C’est une mise en garde. Quand je regarde autour de moi, je ne vois que des perspectives sombres et tragiques, le paysage actuel m’effraye complètement. Je crois que tous les problèmes viennent de la soif de pouvoir, de la corruption qui, pour moi, coïncident avec l’enfer. C’est en tout cas la première fois que je réalise un film où il y a un discours politique très frontal. Jusqu’alors, j’œuvrais dans la parabole, même si ce que je racontais faisait écho au monde contemporain, tel le motif de la transidentité, dans Les Garçons sauvages [2017]. Avec Conann, j’ai voulu renouer avec un cinéma politique que j’admire, comme celui de Pasolini, pour sa façon de regarder le spectateur dans le blanc des yeux.

« Conann » vient d’un projet de spectacle vivant. Qu’est-ce que le théâtre vous a apporté ?

Une part de mon travail, souvent occultée, c’est le travail sur le texte et avec les actrices, pour moi très important, et sur lequel ma mise en scène a peut-être posé un écran de fumée. L’invitation au théâtre vient de Philippe Quesne, l’ancien directeur du Théâtre Nanterre-Amandiers, qui m’a convié en me disant : « Ce serait bien que tu viennes tourner un film au théâtre, parce que ta façon de faire est si insolite qu’elle fait déjà office de spectacle. » J’ai pris cette invitation comme un laboratoire d’écriture et de création pour en arriver au long-métrage. Il se trouve que la pièce n’a pas pu voir le jour à cause du Covid-19, mais le travail a été filmé, et il en sortira d’autres films, comme des poupées gigognes.

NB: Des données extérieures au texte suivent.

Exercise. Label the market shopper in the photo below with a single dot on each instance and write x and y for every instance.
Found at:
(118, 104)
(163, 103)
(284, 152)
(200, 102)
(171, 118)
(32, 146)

Votre héroïne, incarnée par six actrices différentes, est prise dans une mue perpétuelle : à chaque âge, elle tue la précédente version d’elle-même. D’où vient cette curieuse idée ?

Je me suis demandé quel était le comble de la barbarie, et j’en suis arrivé à cette conclusion : c’est la vieillesse qui détruit la jeunesse. Chaque âge assassine le précédent. Cela correspond aussi à ce que j’ai pu ressentir en vieillissant, en regardant les décennies passées. A 15 ans, j’avais l’impression d’être tout autre, d’avoir d’autres illusions. A 25, puis à 35 ans, nos personnalités se détachent comme des peaux, mais l’on peut aussi voir cela sous l’angle du renouvellement.